One of the hurdles to teleportation has been overcome, with the reliable movement of quantum information between two objects separated by a short distance. The achievement is still a very, very long way from the movements familiar from science fiction, but strengthens our confidence in the theory of quantum entanglement, one of the most controversial aspects of modern physics. It may, moreover, assist the much closer goal of quantum computing.
Certain subatomic particles always exist in paired states. For example, two electrons may have opposite spins. This is fine initially, but creates a famous paradox if one particle is interfered with in such a way that its spin is changed. According to entanglement theory the other particle will instantly respond to the changes wrought on its pair so that the two remain opposite.
However, the distance between the two this means that the information of what has happened to the one particle must be transmitted infinitely fast – faster than the speed of light. Einstein famously mocked the idea as “spooky action at a distance”, and suggested our understanding of quantum mechanics must be in error. However, with quantum theory's subsequent success physicists have grown more comfortable with the idea that entanglement exists, although many argue it cannot be used to transmit information.
In 1964 physicist John Stewart Bell came up with an idea for an experiment to test whether entanglement is real. At the time the test was impractical, but with publication in Science a team from the Delft University of Technology, Netherlands have got close to conducting Bell's test.

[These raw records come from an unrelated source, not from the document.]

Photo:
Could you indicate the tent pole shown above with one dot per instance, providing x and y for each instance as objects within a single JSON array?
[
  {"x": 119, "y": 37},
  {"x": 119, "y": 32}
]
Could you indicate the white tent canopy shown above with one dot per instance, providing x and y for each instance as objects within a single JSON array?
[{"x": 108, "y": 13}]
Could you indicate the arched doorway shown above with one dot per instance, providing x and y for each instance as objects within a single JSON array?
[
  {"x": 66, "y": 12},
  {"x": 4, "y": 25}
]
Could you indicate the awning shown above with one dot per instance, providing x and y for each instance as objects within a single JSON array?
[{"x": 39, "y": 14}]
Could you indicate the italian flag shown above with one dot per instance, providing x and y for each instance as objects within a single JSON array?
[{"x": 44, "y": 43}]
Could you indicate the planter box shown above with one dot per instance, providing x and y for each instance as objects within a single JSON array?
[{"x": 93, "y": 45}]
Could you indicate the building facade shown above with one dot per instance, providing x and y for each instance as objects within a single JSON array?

The Delft team trapped electrons in very low temperature diamonds, which team leader Ronald Hanson describes as “miniprisons”. This allowed them to measure the spin for each electron very reliably. Alterations to this spin were reflected in the spin of an entangled electron trapped in a similar diamond prison on the next bench.
The small distance between the two diamonds makes it hard to demonstrate that the transfer of information is occurring instantly, rather than at light speed. Consequently, the next step will be to entangle caged electrons and expand their separation across town or around the world. Entanglement between islands more than 100km apart has already been demonstrated, but only statistically, rather than with 100% success.
Besides finally settling one of 20th Century physics greatest debates, reliable quantum teleportation could make possible the ultimate in secure communication channels, which would also be infinitely fast as well. Although this is starting to sound awfully close to Ursula Le Guin's ansible, most physicists dispute the possibility of such a device.
As usual, the result does not come out of nowhere. Other teams have also been able to teleport quantum information, but only in a minority of cases. Last year Hanson's team announced they had achieved quantum teleportation using diamond entrapment, but without the 100% reliability of the most recent work.